ROANOKE TIMES 
                      Copyright (c) 1996, Roanoke Times

DATE: Thursday, June 27, 1996                TAG: 9606270032
SECTION: BUSINESS                 PAGE: B-8  EDITION: METRO 
DATELINE: DANBURY, CONN.
SOURCE: STEVE SAKSON ASSOCIATED PRESS 


HOSPITALS GET INNOVATIVE WITH FOOD

Roscoe and Rosie each weigh 600 pounds and they're less than five feet tall, but that doesn't stop them from being Danbury Hospital's most productive workers.

For 12 hours each day, seven days a week, they haul meal trays from the basement kitchen to the patients' floors. They cost the hospital just $6 an hour each with no overtime, and they never complain.

They're not superhuman - they're not human at all.

Roscoe and Rosie are robots: computers on wheels with Danbury's 345-bed floor plan in their memory chips and visual sensors that stop them from bumping into walls - and patients.

They're examples of the innovations hospitals are using to improve food and deliver it faster while coping with tighter budgets.

At New York University Medical Center in New York City, computers keep track of hundreds of different menu items, measuring calories in the marinara sauce, the price of beans and the temperature of meatloaf about to be delivered to patients' rooms.

St. Joseph Health Center in Kansas City, Mo., decided that, rather than make deep cuts in spending for its food service, it would try to bring in more money. The hospital built a shopping mall-style food court that generates a profit, its administrator reports.

Inspiring these ideas are the continuous demands by insurers and health maintenance organizations for more efficiency and cost-conscious medicine. That means patients are spending less time in the hospital.

Hospital administrators increasingly view higher quality meals as a way to help patients recover faster.

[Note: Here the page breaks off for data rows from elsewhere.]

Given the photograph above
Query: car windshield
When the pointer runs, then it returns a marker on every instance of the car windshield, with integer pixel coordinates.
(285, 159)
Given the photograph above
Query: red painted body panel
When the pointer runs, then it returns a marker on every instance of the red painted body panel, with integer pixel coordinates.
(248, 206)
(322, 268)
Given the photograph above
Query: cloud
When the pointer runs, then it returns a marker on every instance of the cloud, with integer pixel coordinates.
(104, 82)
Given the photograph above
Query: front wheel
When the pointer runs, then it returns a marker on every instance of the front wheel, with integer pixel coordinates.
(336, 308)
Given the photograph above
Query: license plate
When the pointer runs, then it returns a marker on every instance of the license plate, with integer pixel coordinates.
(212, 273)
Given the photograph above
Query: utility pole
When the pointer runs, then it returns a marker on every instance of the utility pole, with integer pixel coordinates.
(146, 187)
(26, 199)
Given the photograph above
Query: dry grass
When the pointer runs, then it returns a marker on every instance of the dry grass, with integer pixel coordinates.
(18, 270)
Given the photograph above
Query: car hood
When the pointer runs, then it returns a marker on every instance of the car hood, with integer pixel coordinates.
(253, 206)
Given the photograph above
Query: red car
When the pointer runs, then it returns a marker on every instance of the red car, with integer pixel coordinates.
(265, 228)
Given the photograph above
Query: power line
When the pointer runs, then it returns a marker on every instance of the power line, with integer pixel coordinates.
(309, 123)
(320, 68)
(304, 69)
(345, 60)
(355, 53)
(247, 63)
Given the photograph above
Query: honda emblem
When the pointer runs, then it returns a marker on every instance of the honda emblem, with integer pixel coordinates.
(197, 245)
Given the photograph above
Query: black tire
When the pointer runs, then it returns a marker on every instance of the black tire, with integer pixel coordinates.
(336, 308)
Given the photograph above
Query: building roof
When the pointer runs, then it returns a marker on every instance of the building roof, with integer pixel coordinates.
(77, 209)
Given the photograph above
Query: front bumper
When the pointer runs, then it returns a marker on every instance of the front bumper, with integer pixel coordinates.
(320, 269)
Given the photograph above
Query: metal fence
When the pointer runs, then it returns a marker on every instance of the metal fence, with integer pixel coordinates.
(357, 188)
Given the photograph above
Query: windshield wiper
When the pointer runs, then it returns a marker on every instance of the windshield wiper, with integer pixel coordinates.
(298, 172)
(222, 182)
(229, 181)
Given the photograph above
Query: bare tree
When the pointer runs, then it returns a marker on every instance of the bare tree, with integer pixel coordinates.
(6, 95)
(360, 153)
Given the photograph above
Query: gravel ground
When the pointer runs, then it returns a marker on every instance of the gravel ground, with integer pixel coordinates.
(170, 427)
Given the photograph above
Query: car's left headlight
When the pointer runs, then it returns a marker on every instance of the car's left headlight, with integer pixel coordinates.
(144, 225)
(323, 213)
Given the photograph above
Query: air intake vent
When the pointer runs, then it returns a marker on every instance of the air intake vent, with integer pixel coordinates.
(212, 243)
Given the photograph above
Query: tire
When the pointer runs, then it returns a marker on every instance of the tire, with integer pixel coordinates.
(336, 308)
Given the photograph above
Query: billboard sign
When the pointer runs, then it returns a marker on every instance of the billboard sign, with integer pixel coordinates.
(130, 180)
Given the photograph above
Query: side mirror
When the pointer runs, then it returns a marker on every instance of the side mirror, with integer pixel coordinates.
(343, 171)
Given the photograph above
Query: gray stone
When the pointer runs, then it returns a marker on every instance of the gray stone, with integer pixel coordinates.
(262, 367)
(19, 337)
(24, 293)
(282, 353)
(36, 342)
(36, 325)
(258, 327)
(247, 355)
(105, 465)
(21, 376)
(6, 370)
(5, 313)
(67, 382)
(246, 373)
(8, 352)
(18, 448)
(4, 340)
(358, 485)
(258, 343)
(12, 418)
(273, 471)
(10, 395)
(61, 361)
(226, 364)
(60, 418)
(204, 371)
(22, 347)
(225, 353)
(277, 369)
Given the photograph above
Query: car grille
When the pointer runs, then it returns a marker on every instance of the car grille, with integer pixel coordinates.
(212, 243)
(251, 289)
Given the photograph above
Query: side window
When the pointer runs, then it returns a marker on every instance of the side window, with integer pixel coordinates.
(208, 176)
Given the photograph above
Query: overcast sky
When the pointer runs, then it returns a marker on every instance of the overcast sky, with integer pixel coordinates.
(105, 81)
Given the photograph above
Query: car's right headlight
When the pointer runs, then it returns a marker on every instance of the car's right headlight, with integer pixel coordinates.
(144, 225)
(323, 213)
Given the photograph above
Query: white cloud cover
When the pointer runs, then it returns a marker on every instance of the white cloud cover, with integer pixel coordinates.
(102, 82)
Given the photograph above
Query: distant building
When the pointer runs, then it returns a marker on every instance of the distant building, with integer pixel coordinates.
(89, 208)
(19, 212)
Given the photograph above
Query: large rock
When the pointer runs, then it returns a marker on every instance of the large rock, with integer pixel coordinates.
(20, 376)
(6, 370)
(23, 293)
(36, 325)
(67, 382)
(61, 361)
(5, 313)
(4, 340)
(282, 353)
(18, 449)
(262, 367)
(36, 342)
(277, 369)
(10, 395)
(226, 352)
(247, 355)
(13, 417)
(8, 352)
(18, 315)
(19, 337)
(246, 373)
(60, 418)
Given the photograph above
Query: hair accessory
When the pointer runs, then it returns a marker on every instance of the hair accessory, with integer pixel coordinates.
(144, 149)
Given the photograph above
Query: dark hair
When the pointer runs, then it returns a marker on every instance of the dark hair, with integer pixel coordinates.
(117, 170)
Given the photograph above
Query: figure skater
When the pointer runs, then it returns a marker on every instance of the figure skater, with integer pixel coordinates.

``You've got to get the people to eat the food to get them built back up so they can go home,'' said Carol Sherman, NYU's director of food and nutrition.

So, instant mashed potatoes and mushy peas are out. In are computer-assisted kitchens using fresh meats and vegetables.

Like others, Danbury's food and nutrition director Sue Taub has faced deep budget cuts the past several years, forcing her to reduce her staff from 90 to about 65. That's where Roscoe and Rosie come in.

``They are completely autonomous units that go from one point in the hospital to another without wires on the walls, floors or ceiling,'' said Taub, who is president-elect of the American Society for Healthcare Foodservice Administrators.

Their maker, HelpMate Robotics Inc. of Danbury, has placed robots in 54 hospitals around the country, delivering meals, drugs, lab specimens, surgical supplies and medical records.

At Danbury, the robots typically deliver late trays - meals for patients who are eating outside the hospital's normal feeding schedule.

In the past, a nurse would have to be sent from the patient floor to fetch the tray - a waste of time for a $20-per-hour medical professional when a robot can do it for less than a third of the cost.

These retro versions of R2-D2 can find their way to any department, opening doors and operating elevators along the way by sending out electronic signals.

If they come upon an obstacle, their optical sensors cause them to pause, plot a way around and continue on.

On arrival at their destination, they declare ``I have completed my mission.''

Of course, the novelty of a robot delivering your meal wears off fast if the food is less than appetizing, something that hospitals risk as they cut costs.

But declining revenues have prompted many hospitals to reduce their menu choices. While it used to be three or four weeks before a meal was repeated, now it is closer to five days. Instead of a choice of several entrees at each meal, many hospitals now offer just one or two.

With patients staying for fewer days, the hospitals hope most won't notice. To minimize complaints, they're filling menus with basic ``comfort foods,'' such as roasted chicken and meatloaf, which patients favor in surveys, reports Lawanda Spotts, director of food and nutrition services at York Hospital in York, Pa.

To help maintain the freshness and quality of ingredients, Spotts and others are investing in computers to automate purchasing and inventory.

``It will tell us what to order, how much to order and how much we're taking out,'' Spotts said.

NYU Medical Center has used technology to expand its menu, not cut it.

Since 1991, the hospital has invested in cooking systems that have allowed it to put eight or nine entrees per meal on its menu, instead of two.

Patients are polled on likes and dislikes, which a computer cross-checks against any of the nearly 170 diet restrictions their doctors may order.

The computer then spits out a customized menu.


LENGTH: Medium:   92 lines
ILLUSTRATION: PHOTO:  AP. Ernestine McCullum (left, in left photo) and Suzy 

Himmelberg shop at Saint Joseph Medical Center's food court in

Kansas City, Mo. Carol Reilly (above) unloads a tray from Rosie, a

robot at the Danbury Hospital in Connecticut. color.